The crash - and drastic state budget cuts - followed a long economic boom in which Spaniards got used to get-rich-quick property investments and massive state spending on airports, highways, culture and arts, sports and stadiums.
"You know when a cartoon character runs into a wall, a big bump appears on his head and stars spin around him. Well, we're at that point in Spain, saying 'what the heck happened to us?'" Evole told Reuters about the inspiration for Salvados.
The Barcelona-based show has been on the air for five years, but its ratings took off last year as word-of-mouth spread.
Beyond the millions that watch the show on Sunday night, many more follow Salvados on the web and on social media. Evole has 911,000 Twitter followers who make sure the show is Spain's top "trending" topic on Twitter every Sunday night.

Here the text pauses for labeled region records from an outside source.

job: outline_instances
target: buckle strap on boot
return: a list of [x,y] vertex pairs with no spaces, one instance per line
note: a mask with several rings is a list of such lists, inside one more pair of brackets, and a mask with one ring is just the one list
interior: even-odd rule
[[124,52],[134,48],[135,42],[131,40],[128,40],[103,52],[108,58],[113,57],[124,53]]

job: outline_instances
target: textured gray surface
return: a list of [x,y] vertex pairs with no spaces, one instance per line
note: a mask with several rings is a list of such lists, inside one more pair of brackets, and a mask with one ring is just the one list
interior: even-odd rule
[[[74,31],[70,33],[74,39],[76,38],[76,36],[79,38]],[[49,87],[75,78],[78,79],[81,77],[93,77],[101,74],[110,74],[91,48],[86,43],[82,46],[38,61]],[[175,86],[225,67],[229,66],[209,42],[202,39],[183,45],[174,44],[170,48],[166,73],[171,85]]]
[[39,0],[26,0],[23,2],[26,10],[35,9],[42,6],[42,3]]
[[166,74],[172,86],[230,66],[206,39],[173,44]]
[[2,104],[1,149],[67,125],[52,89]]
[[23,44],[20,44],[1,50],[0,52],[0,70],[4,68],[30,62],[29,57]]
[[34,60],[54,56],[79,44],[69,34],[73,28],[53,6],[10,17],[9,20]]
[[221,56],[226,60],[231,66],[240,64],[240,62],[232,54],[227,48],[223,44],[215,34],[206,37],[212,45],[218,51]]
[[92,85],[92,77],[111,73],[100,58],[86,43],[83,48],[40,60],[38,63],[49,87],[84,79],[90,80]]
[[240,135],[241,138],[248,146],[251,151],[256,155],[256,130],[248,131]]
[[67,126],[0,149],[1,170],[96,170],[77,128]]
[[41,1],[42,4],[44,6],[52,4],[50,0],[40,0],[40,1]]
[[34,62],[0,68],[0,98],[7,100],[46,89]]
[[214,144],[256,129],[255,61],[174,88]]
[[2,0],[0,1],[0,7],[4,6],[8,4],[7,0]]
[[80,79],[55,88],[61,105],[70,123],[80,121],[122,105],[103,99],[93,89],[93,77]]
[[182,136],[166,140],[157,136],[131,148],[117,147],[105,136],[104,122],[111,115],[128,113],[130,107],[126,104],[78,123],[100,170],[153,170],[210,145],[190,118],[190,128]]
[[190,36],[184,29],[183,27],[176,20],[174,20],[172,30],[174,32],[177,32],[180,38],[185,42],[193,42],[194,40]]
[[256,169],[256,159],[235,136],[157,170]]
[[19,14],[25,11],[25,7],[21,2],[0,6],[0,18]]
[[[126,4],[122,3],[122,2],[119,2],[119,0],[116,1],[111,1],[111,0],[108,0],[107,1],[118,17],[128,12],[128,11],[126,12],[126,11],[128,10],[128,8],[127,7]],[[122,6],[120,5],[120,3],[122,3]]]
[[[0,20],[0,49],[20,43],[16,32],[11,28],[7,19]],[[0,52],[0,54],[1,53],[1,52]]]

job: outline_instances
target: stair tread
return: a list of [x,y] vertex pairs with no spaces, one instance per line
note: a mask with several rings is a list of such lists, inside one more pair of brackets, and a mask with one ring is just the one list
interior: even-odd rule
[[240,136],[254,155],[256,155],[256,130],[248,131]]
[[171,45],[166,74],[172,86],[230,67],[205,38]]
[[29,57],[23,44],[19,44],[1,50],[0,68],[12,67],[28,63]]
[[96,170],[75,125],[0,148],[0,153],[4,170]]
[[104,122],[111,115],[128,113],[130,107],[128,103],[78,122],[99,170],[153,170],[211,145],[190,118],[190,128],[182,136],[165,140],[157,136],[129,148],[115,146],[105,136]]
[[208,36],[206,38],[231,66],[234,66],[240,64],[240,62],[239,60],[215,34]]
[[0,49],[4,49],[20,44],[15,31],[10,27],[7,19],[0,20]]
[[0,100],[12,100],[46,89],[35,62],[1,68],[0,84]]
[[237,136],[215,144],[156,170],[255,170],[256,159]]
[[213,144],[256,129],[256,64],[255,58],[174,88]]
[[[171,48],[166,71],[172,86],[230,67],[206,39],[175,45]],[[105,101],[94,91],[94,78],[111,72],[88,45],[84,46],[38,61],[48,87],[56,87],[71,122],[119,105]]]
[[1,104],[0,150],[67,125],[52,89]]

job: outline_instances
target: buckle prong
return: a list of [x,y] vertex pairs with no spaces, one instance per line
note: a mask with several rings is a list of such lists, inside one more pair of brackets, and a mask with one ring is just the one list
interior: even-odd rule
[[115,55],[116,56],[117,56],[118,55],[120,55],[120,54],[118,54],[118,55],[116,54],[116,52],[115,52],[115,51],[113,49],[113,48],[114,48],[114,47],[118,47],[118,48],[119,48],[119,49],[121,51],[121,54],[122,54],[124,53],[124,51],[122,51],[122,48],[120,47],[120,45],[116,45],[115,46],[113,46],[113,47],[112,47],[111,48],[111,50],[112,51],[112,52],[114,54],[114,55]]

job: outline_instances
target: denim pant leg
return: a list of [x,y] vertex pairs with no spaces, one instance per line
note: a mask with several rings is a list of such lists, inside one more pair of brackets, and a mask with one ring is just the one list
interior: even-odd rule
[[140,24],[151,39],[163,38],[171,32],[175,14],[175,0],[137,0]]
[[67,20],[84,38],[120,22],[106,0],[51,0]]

Luis Fernandez, 48, who worked in public housing for 24 years and lost his job a month and a half ago, is a typical fan. He feels Salvados both reflects his predicament and opens his eyes on important issues.
"The situation I'm in now was unthinkable to me just five years ago. It's a tragedy," Fernandez said. "No one gives you information about what's really going on in Greece and Portugal, the truth is people are scared," he said.
Many Spaniards fear Spain, which is wrestling with a high public deficit but has so far avoided a full international bailout, could follow Greece, Portugal, Ireland and Cyprus into deeper problems.
"In these times of tension, people need to know how things really work," said Javier Ganuza, 57, who has a business that repairs and sells electronics. He began watching the show to keep up with his children and friends who were always discussing it.
Spain is a relatively young democracy and the crisis has made people start to question all of the institutions that have brought it stability since the end of fascist rule in the 1970s: approval ratings have plunged for political parties, local and national government and even the once beloved royal family.
"Spain is going through a time when citizens are really questioning things. We are part of those people. We do the program to know what is going on and understand it. We ask really basic questions because we don't understand a lot of what's going on," Evole said.
Evole said one of his main goals is for Spain to hang on to its treasured social services, which are being scaled back with budget cuts.
The leftward slant of Salvados - which has criticized the government's electric power, education and other policies - does not make it popular with the centre-right government, which has faced a wave of demonstrations against unpopular cost-cutting measures.
"He asks false questions, he's always got the advantage," Education and Culture Minister Jose Ignacio Wert told Reuters of Evole. The host has acknowledged that he edits interviews to make his point.
Wert, an accomplished parliamentary debater, said he was sorely tempted to test wits with Evole on the show, which he says can be original and funny.
"Some foolish people around me in the education department were really for me going on the show but my son, who is more sensible, told me not even to think about it" said Wert.
Overall advertising spending in Spain continues to fall - it now stands at half of what it was in 2008 when the crisis began - but Salvados's popularity has brought rising revenues.
That gives the show a budget for a 30-person team and for travel to Germany, Iceland and elsewhere to show how other countries have dealt with banking and pension crises.
The show is a major hit for La Sexta, a channel that belongs to Atresmedia, which in turn is controlled by privately held Grupo Planeta. La Sexta has an average 6 percent audience share, which triples when Salvados is on.
"He puts on this naive look and tells very dramatic, very complex things, very simply," said Ricardo Vaca, president of Barlovento Comunicaciones a media consulting firm that produces audience share numbers for Spanish television.
"He's become a household name. These are issues people want to know about," Vaca said.